As demand continued to grow, Seow and his partners in late-2019 opened up the food delivery service to other condominiums that were not on iPlusLiving and expanded the number of hawkers. HawkerFoodDelivery.com is integrated with the iPlusLiving app.
The food delivery app does not charge hawkers any commission or service fees. Instead, it charges a one-time delivery fee of between SG$12 and SG$14, depending on the distance to the hawker centre, and customers are able to order different dishes from multiple stalls within the same order.
To cope with the logistics and obtain economies of scale, HawkerFoodDelivery.com only accepts orders during lunch from noon to 2.30pm and dinner from 6pm to 8pm. It runs a fleet of about 12 vans and eight motorcycles, and currently covers 12 hawker centres, encompassing some 300 stores, and not all are available daily. A team also is on ground at the various hawker centres to collect and repack food orders for delivery.
According to Seow, the iPlusLiving app clocks some 500 orders a day, while HawkerFoodDelivery.com handles about 50 orders daily.
Ziaudeen added that some traditional businesses also were reluctant to digitise due to budget concerns, including having to cope with narrow margins and an unwillingness to pay a commission to online platforms.
And, as Seow highlighted, while delivery platforms could offer logistics support, many restaurants struggled to fulfil delivery orders at scale, he said.
He urged F&B businesses against applying the same rules to resolve different aspects of their business. Delivery, for instance, should be looked up from the ground up and include tweaking menus, rather than simply availing dine-in options for home orders. Various factors needed to be considered such as what kinds of food travelled best, how should orders be packaged, what components and items could be packed together and what needed to be separated.
Post-pandemic, it remains to be seen if businesses would retreat from their digitalisation efforts and return to how they used to run their operations.
To encourage them to stay the course, Seow underscored the need to digitise their mindsets and really understand how online tools should be applied to specific business segments to ensure they were sustainable and help hawkers overcome their hesitation.
“Before the pandemic, a lot of hawkers were not mentally interested in online. It may provide some extra profit for them, but it also brings about problems such as long queues, uncertain opening hours, and responding to online messages,” he said. “Online previously wasn’t the main source of income for them, but with COVID-19 and continued social distancing, the propensity is for hawkers to stick to [their online adoption]. It remains to be seen, though, how much of a role food delivery will be for hawkers.”

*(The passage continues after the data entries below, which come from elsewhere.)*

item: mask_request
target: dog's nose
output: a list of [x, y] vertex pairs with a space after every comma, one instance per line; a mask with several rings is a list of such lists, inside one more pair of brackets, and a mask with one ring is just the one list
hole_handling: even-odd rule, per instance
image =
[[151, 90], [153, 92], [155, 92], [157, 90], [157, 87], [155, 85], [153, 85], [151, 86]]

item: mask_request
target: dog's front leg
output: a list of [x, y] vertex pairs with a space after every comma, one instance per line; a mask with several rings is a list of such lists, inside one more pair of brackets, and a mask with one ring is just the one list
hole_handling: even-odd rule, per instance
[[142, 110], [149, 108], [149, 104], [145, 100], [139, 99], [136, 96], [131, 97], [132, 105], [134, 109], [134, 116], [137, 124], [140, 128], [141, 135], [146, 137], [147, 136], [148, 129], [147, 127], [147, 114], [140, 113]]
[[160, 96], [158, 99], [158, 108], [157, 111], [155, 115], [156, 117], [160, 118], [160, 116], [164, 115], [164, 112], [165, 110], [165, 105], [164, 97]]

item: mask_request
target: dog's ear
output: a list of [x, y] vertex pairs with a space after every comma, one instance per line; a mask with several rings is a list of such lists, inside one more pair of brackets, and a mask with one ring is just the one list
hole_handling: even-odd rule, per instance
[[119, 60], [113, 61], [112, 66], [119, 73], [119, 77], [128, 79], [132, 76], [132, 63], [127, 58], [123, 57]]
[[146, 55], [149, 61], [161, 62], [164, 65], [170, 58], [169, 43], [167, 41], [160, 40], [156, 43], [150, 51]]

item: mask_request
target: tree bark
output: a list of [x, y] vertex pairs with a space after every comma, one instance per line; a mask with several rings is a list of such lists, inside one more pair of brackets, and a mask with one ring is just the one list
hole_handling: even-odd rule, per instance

Ziaudeen also pointed to the need to overcome the “mental barrier” that technology was difficult and unwieldy, especially for older staff. He noted that most digital tools today were intuitive and easier to manage than having to handle multiple chats on WhatsApp.
He further urged the industry to learn from the mistakes made during this pandemic, so it could better prepare for similar crises in future.
“Businesses would be more prepared and agile to ‘flipping the switch’ to cater to social distancing or lockdown measures. Quick diversion of resources, marketing costs, and reallocation of job roles, should be covered in business continuity plans,” he said. “Logistics service providers should prepare access to an emergency workforce to minimise downtime or loss of income of those whose jobs are affected.”
And with consumers expected to opt to stay home in the short to medium term during this pandemic, he stressed the need for the delivery ecosystem to continue to develop and meet ongoing demand. For example, taxi and private hire drivers should be allowed to continue supplementing their income with delivery jobs, he suggested.